Section 46(2) of the SLRA provides that in this scenario, the surviving spouse is entitled to the preferential share, as well as 1/3 of the residue. The remaining 2/3 of the residue is split between the surviving children.


Example: Suppose the deceased died, leaving an estate valued at $500,000, and was survived by a spouse and two children. In this scenario, the deceased’s spouse would first be entitled to the preferential share of $200,000. The surviving spouse would further be entitled to 1/3 of the residue. The remaining $200,000 would then be evenly split between the two children. Therefore, the surviving spouse would inherit $300,000 and the two surviving children would each inherit $100,000.


Second, let’s examine the different distributions that would take place if the deceased dies without a surviving spouse or issue:


Deceased has no surviving spouse or issue:

Section 47(3) of the SLRA provides that the estate is split evenly among the deceased’s surviving parents. If the deceased only has one surviving parent, that parent would inherit the entirety of the estate.


Deceased has no surviving spouse, issue or parents:

Section 47(4) of the SLRA provides that the estate is split evenly among the deceased’s surviving siblings. Additionally, if any of said siblings were to have predeceased the deceased, the share that the predeceased sibling would have been entitled to is split evenly among that sibling’s surviving children. Should the deceased not have any surviving siblings, the estate is evenly distributed among the deceased’s nephews and nieces.


Example: Suppose the deceased person David dies with no surviving spouse, issue or parents, leaving an estate valued at $300,000. If D has three surviving siblings, Anna, Brent and Charlie, then section 47(4) of the SLRA provides that Anna, Brent and Charlie evenly split David’s estate, with each inheriting $100,000.


However, now imagine the exact same scenario, but with Charlie predeceasing David. Additionally, suppose that Charlie has two surviving children of his own, Emma and Frank. In this case, Emma and Frank would be entitled to Charlie’s share of David’s estate and the distribution would look like this: Anne and Brent would each inherit $100,000 and both Emma and Frank would inherit $50,000, representing an equal share of Charlie’s entitlement to David’s estate.


Deceased has no surviving spouse, issue, parents, siblings, nephews or nieces:

In this case, section 47(6) of the SLRA provides that the deceased’s estate is split among the deceased’s next of kin of equal degree of consanguinity.

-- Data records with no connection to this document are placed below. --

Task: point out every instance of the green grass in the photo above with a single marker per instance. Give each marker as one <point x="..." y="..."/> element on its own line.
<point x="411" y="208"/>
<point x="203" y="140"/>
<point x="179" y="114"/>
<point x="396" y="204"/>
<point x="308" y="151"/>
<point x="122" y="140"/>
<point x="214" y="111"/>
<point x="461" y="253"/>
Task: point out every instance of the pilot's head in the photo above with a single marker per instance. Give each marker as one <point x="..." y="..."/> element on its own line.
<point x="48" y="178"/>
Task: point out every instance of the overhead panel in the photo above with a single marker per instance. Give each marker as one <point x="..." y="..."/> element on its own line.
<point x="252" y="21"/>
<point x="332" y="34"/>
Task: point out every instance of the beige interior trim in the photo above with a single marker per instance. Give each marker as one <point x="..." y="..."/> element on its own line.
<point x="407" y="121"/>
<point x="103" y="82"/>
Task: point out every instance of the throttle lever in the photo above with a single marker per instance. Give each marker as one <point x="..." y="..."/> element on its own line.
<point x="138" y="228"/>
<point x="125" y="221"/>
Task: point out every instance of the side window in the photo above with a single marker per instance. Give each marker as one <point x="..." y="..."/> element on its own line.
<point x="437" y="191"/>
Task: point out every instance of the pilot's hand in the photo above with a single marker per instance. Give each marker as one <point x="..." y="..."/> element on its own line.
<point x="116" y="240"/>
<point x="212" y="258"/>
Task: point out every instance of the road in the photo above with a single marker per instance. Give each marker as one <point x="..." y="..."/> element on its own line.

Deceased has no next of kin whatsoever:

Should the deceased not have any surviving family members, section 47(7) of the SLRA provides that the deceased’s estate would revert to the government.


If you die without a Will, your property will be divided according to the above laws, which may not be in line with your personal preferences. If you would like to make sure that your personal preferences are respected, it is best to have your Will prepared by a lawyer.


For a free Wills and Estates consultation, click here.

[1] Pursuant to section 1(1) of the Family Law Act, R.S.O. 1990, c. F.3, a spouse includes either of two persons who: (1) are married to each other; or (2) have entered into a marriage that is voidable or void, in good faith on the part of a person relying on this clause to assert any right. Note that this does not include common-law partners.